There is indeed a story behind these songs and the formation of this gifted duo, one that is arguably even more fascinating than any lesson in obscure musical history, since ten out of these twelve tracks were written by Vilray himself, expressly for this project. (There are two vintage covers that fit in seamlessly with his work—Cuban composer Pedro Junco Jr.’s 1943 “Nosotros” and Milton Drake/Louis Atler’s “I Love the Way You’re Breaking My Heart, first popularized by one of Price’s idols, Peggy Lee.) Vilray is very much a contemporary composer who can truly evoke, not merely imitate, Tin Pan Alley tunes from the thirties and forties, a period that he and Price have both long been passionate about. These songs are truly transporting: One can easily believe they could have been plucked from the soundtrack of a Hollywood musical filmed in glorious black and white or from a now-forgotten Broadway show that briefly lit up the Great White Way. But the fact that they are utterly original makes them all the more impressive and even more delightful to hear.

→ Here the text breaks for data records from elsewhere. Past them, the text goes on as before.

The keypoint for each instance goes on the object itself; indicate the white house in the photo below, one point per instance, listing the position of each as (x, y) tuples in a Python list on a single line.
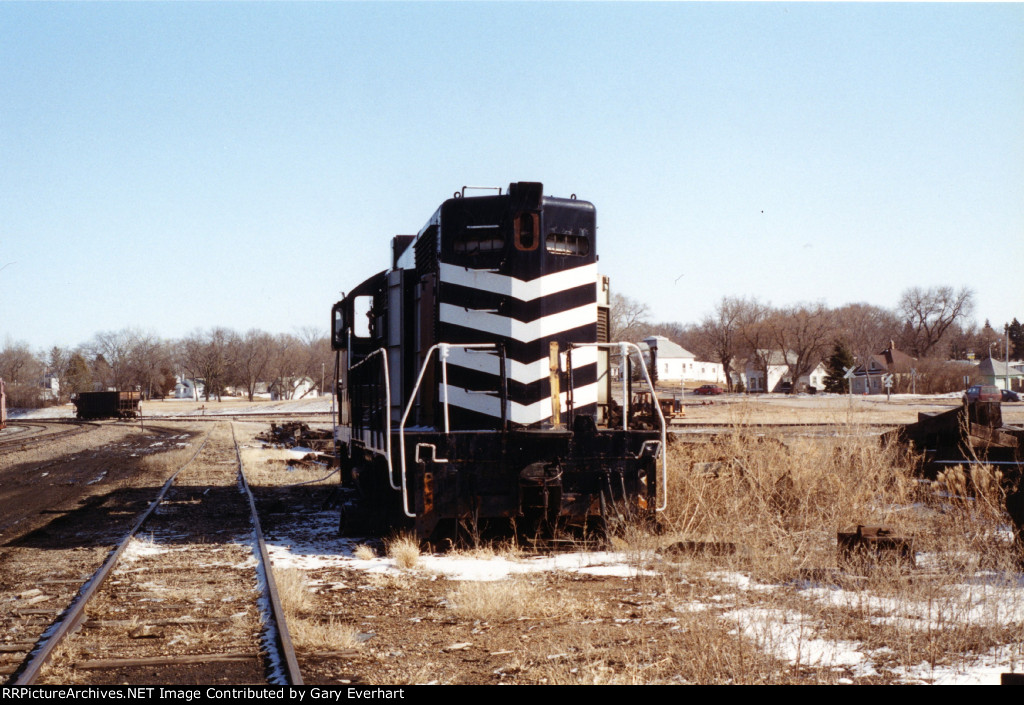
[(293, 387), (778, 378), (188, 388), (678, 364)]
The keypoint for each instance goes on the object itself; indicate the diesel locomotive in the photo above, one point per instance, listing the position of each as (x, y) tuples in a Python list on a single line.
[(474, 379)]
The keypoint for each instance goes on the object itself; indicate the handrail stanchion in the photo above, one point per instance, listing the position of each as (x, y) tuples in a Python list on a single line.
[(387, 412)]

The album is a dreamy, warm, inviting set from two good friends who share a unique sensibility as well as a mic. Though they recorded the album with Lake Street Dive pianist Akie Bermiss, a rhythm section, and a small complement of horns, the other players keep a discreet distance, never disrupting the intimacy of this enterprise. They do make room for guest star Jon Batiste to contribute a jaunty piano solo to “Go On Shining,” but otherwise it’s all about the playful vocal back and forth between Price and Vilray, with tempos that facilitate dancing cheek to cheek and lyrics that are sophisticated but never arch, by turns naughty and nice. There’s a sly wink to many of them, but the punchlines are always subtle. Vilray cleverly manages to quote Jean-Paul Sartre’s infamous “hell is other people” quip during the generally sunny “Alone At Last;” the narrator of “At Your Mother’s House” cheerfully threatens some amusingly diabolical revenge against a spurned lover. There’s a lot of period-appropriate referencing of romance, but the approach is more worldly-wise than starry-eyed. After all, the final track is called “There’s No True Love.”
Price and Vilray first met in 2003 as students at the New England Conservatory of Music. He formed a couple of bands with Price’s soon-to-be bandmates in Lake Street Dive, Mike Calabrese and Mike “McDuck” Olson. Even then, Price recalls, Vilray had a nimble mind and quick wit when it came to lyrics: “That’s when I knew Vilray was a good songwriter. They would do random clicks on Wikipedia and when they found something interesting, they would write a song about it—say, the cold-blooded rat of Somalia. Vilray was able to take any subject and write excellent poetry about it, funny rhymes, and he would sing the songs. I thought he was so good—he could just apply himself to anything.”
But at school, says Price, “I didn’t know that Vilray and I shared a love of this particular time period of jazz. It was all I liked to listen before I got there and everyone at school was listening to more avant garde, free stuff that I had yet to be exposed to. So I hid my love of traditional jazz music. I didn’t know then that he played it perfectly.”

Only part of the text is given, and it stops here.